Clear Horizon

CARRIE, LIN – June 1998

*

After buying the sodas at the gas station, they crossed the street to sit down on the sidewalk. They found the first best, place which was the still warm wall next to a flower shop with rows of violets crammed in the front window as if they had been hauled in quickly during the day.

They might very well have been. It had been quite a summer’s day – and now night – here in Columbus, and the two young women had had most of the cinema to themselves.

People had better things to do than watch 11 PM showings of scifi train wrecks, it seemed.

But not Carrie Sawyer and Lin Kouris.

“Actually, I find it quite appropriate – ” Lin said as she popped her cola open “ – that the monster did not die.”

“Oh?” Carrie said and gulped down her own lukewarm drink directly from the can – and then spat it out: “Fuck – you took one they had only just put in!”

“Sorry,” Lin said, “I can go back and get another one.” She started to get up.

“No – “ Carrie said and grabbed Lin’s cola. “Just gimme that!”

“Hey!”

Carrie drank a bit and then handed the can back to Lin.

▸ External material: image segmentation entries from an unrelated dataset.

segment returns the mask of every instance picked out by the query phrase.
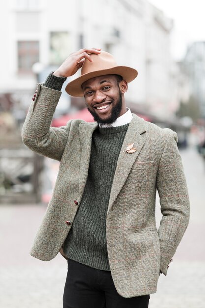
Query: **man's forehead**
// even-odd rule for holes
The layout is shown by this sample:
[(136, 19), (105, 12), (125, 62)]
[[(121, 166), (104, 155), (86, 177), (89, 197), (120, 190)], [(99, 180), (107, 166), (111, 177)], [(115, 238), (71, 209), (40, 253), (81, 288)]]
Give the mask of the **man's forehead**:
[(93, 83), (100, 83), (102, 81), (106, 81), (106, 82), (109, 81), (113, 81), (115, 79), (115, 75), (103, 75), (102, 76), (98, 76), (97, 77), (93, 77), (92, 78), (90, 78), (90, 79), (88, 79), (88, 80), (86, 80), (84, 81), (82, 84), (82, 87), (85, 87), (86, 86), (90, 86)]

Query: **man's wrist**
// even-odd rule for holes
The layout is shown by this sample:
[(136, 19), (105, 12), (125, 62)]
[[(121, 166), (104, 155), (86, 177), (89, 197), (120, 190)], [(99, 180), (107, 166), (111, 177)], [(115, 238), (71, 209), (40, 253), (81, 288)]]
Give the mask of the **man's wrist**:
[(67, 77), (62, 76), (57, 76), (53, 73), (49, 74), (43, 85), (47, 88), (53, 89), (55, 90), (60, 91), (63, 83), (67, 79)]
[(53, 72), (53, 74), (56, 77), (61, 77), (64, 78), (67, 78), (66, 76), (64, 76), (64, 74), (58, 69)]

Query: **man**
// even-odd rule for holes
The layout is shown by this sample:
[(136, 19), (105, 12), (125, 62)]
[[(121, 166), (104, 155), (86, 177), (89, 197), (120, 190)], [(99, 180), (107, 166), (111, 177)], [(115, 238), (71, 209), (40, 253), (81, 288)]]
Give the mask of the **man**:
[[(51, 127), (63, 82), (81, 67), (66, 90), (84, 96), (96, 122)], [(24, 142), (61, 162), (31, 254), (48, 261), (60, 251), (68, 259), (64, 308), (148, 307), (188, 223), (176, 133), (126, 107), (137, 75), (100, 49), (80, 50), (38, 84), (24, 124)]]

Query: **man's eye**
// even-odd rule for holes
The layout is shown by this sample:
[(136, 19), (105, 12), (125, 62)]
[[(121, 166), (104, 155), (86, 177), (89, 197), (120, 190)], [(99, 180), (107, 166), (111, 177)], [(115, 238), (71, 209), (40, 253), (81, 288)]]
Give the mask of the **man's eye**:
[(91, 94), (92, 94), (92, 91), (88, 91), (86, 94), (87, 95), (90, 95)]

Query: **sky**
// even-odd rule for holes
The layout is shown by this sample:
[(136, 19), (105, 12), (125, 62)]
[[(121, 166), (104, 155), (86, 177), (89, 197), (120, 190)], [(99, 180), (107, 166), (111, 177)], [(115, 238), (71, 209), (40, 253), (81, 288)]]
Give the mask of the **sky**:
[(205, 0), (149, 1), (174, 20), (172, 54), (176, 60), (184, 56), (189, 44), (196, 41), (205, 41)]

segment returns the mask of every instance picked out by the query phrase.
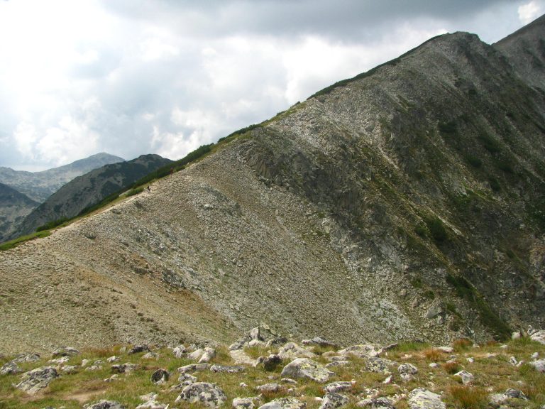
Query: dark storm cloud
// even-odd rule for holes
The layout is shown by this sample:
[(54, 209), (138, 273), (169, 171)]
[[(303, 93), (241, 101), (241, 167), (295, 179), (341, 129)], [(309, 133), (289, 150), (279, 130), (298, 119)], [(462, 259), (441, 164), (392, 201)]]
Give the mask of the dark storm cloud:
[[(216, 36), (237, 33), (290, 36), (319, 34), (343, 41), (372, 38), (370, 28), (385, 28), (415, 18), (457, 20), (507, 0), (247, 0), (174, 1), (144, 0), (104, 4), (132, 18), (169, 21), (180, 33)], [(390, 29), (392, 27), (390, 27)]]

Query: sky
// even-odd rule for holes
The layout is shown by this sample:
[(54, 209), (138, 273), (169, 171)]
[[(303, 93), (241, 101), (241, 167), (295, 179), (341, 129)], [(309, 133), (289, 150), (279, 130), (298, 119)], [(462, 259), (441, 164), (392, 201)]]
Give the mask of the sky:
[(0, 0), (0, 166), (179, 159), (438, 34), (545, 0)]

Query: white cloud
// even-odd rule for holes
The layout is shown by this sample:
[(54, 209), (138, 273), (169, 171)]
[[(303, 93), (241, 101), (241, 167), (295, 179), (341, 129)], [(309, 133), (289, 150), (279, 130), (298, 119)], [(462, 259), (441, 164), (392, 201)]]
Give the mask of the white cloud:
[(524, 24), (528, 24), (543, 13), (544, 4), (539, 0), (533, 0), (519, 6), (519, 19)]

“That’s better. Why didn’t you check?”

“Sorry again, mate – he just put’em in the bag, you know and then I paid.”

“Well, at least we have one cold drink.” Carrie leaned back against the bricks and a tired but satisfied smile slowly spread over her lips. “Do you think Alan and Nadine made it home all right?”

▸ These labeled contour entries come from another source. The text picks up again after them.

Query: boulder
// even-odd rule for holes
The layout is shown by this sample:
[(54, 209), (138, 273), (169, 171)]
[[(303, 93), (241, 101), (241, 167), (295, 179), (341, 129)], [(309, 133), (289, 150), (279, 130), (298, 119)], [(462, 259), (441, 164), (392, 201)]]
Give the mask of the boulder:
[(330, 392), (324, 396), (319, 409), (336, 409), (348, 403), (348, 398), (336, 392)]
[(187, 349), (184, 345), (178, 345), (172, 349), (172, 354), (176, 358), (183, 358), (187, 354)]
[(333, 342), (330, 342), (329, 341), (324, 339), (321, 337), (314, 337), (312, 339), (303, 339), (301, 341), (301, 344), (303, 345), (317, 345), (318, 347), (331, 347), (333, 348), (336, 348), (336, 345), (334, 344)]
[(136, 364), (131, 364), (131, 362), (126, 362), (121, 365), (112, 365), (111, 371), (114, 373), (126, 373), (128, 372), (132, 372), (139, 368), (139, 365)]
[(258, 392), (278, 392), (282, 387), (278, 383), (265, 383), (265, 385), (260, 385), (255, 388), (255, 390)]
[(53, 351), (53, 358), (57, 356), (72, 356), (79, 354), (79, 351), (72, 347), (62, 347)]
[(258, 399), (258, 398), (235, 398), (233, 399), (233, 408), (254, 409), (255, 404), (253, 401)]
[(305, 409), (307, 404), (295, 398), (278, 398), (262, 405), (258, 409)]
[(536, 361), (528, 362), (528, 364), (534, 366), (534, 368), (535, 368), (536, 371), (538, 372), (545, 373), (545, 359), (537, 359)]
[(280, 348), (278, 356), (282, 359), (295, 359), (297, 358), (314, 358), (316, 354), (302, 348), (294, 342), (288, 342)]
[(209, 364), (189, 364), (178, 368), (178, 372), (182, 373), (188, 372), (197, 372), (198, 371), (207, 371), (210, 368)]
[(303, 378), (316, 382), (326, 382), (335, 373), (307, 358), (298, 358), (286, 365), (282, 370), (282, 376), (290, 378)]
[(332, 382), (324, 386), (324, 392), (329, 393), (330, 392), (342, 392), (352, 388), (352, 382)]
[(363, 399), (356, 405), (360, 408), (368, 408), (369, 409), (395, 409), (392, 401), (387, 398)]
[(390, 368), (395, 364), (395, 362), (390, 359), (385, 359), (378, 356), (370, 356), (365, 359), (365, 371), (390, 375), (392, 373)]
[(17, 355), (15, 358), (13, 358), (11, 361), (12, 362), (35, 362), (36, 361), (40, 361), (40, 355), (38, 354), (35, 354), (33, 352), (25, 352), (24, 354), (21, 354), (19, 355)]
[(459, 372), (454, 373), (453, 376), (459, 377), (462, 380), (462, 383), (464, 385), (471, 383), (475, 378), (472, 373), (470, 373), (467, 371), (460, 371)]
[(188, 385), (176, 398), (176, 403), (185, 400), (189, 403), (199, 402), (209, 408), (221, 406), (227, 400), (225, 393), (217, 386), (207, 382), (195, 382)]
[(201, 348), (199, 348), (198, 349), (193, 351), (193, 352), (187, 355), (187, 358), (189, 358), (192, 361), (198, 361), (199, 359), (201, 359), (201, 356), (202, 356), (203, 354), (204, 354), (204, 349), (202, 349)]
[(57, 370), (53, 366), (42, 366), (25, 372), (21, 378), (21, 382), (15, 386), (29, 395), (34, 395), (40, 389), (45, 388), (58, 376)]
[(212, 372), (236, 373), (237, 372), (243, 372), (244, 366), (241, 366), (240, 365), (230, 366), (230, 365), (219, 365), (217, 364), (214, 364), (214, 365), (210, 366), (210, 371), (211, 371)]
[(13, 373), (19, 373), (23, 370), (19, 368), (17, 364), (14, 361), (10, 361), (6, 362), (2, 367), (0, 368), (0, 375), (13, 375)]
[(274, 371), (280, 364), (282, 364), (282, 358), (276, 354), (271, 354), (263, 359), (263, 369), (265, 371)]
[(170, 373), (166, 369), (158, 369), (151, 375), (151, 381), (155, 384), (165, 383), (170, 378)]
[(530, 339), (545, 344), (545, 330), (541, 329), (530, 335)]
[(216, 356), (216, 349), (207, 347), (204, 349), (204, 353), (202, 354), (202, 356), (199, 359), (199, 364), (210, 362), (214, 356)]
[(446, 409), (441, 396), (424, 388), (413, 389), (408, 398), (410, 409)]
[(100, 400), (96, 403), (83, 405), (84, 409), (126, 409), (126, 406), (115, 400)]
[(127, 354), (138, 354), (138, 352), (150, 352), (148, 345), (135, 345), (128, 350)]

Lin snorted: “They didn’t even make it home – let me tell you that. And the night is warm enough.”

“Warm enough for what?”

“Shut uuup … “ Lin boxed Carrie on the shoulder, but it was the friendliest pain Carrie had felt all day.

“You know … ” Carrie said and followed a lone, slow-moving van with her eyes “ … we should be jealous.”

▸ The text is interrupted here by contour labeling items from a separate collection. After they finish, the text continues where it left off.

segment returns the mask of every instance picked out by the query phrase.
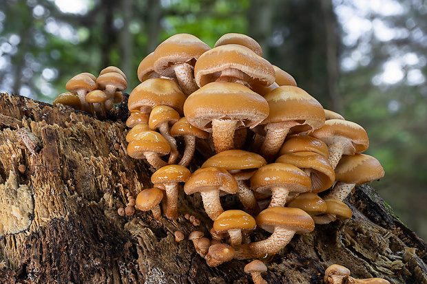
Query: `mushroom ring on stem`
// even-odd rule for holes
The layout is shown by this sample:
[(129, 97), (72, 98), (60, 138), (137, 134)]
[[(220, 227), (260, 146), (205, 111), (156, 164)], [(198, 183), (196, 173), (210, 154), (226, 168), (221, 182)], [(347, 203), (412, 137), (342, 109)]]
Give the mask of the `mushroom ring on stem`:
[(254, 127), (269, 115), (264, 98), (242, 85), (211, 83), (191, 94), (184, 104), (184, 114), (195, 127), (212, 133), (219, 153), (234, 146), (234, 131)]
[(295, 234), (314, 230), (313, 219), (298, 208), (271, 207), (262, 210), (256, 220), (258, 226), (273, 234), (264, 240), (242, 245), (235, 259), (258, 259), (276, 254), (289, 243)]

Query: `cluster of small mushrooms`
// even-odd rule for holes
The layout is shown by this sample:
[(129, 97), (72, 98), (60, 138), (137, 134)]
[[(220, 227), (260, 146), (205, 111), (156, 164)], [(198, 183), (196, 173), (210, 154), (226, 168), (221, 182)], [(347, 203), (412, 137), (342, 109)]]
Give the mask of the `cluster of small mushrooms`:
[[(369, 144), (361, 126), (324, 109), (262, 56), (260, 45), (244, 34), (227, 34), (214, 48), (191, 34), (172, 36), (140, 62), (141, 83), (129, 95), (126, 122), (129, 155), (156, 169), (153, 188), (129, 197), (128, 207), (151, 210), (156, 220), (162, 211), (177, 219), (183, 183), (186, 194), (201, 196), (213, 221), (211, 239), (200, 231), (188, 236), (197, 252), (212, 267), (255, 259), (245, 271), (256, 283), (267, 283), (258, 259), (274, 255), (315, 224), (351, 218), (343, 200), (355, 186), (384, 174), (375, 157), (361, 153)], [(87, 74), (76, 76), (85, 76), (79, 82), (94, 89), (70, 82), (67, 89), (83, 109), (105, 116), (125, 85), (114, 68), (106, 68), (111, 78), (102, 83), (103, 72), (92, 81)], [(87, 106), (95, 89), (107, 98)], [(206, 160), (191, 173), (195, 149)], [(236, 195), (244, 209), (225, 211), (220, 197), (225, 195)], [(251, 232), (260, 229), (271, 234), (251, 241)]]

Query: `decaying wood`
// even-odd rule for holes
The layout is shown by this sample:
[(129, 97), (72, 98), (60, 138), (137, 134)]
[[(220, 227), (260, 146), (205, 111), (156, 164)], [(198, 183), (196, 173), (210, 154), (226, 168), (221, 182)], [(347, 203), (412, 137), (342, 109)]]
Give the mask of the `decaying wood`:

The van passed them and its taillights were still visible long after its drowsy engine hum had been absorbed into the quiet summer night. Carrie kept staring in the general direction, a dreamy look in her eyes.

“They’re high school friends,” Lin said in a tone as if she was making a routine conclusion to a philosophical problem long out-debated. “Now they are college friends. And above all – friends. I wish the best for them … ”

“Friends … “ Carrie said and turned her head back to Lin. “Can I have more of that cola? My head hurts.”

“Is it the heat or that bottle of wine we did before we let Natasha entertain us?” Lin asked, a sly smile showing quickly then disappearing, and back was the standard Kouris-poker face.

But it was a beautiful poker-face, not particularly because of Lin’s gossamer features surrounding those intense deep dark-brown eyes, but more because when she was happiest it always looked as if there was some secret she did not tell you but really wanted to, and it would make you laugh when you knew.

That’s what Carrie loved about Lin –  that was where it all started: That was what you could see if you knew her. If you had lived with her for almost two years sharing two apartments and argued about dishes and change for laundry machines and Nietzsche and bad scifi movies. You knew it was there, just under the surface of the smile, something beautiful – more than was ever evident in what you could see. And you remembered it when there were blacker nights and visits to the psych ward, and you weren’t sure it was a safe call to have that many pills in a glass in the bathroom at the same time.

The good periods outweighed the bad and when you are 19 you can’t imagine it otherwise. You have tremendous powers of suppression because your whole life is in front of you and no one is going to take that away.

And summer nights with train wrecks on screens, they are the life-blood of your future. That kind of happiness is strong and real and obviously, it must win and in the end, come to stay forever.

“What did you mean?” Carrie asked when Lin had not spoken for some time, “about it being good that the monster won? I thought it was a shame. I wanted the movie to end.”

“No more sequels?”

“No,” Carrie said, “I couldn’t stand it, even if she is pure eye-candy.”

“Nothing to be jealous of again?” The sly smile again …

“She is a movie star, Lin,” – Carrie shrugged, trying to make it sincere “ – she is supposed to look better than the rest of us. Maybe all the making out between her and the others did something for Alan and Nadine, you know – they looked like they were in a hurry to get home. And she told me they hadn’t, you know … for two weeks at least.”

“Why?”

“Dunno – too many books, I suppose. Or Alan hasn’t been himself since his father died. It’s hard … “

“Movies with monsters having sex usually isn’t the recipe,” Lin said, “to get over that … “

There was just the slight edge of pain in her tone now and Carrie got up quickly, holding her hand out to Lin.

“Let’s go home. Fuck monsters. Fuck bad movies.”

“And you love both,” Lin said and grinned but took Carrie’s hand and dragged them both to their feet.

“I love this night,” Carrie said. “That’s enough.”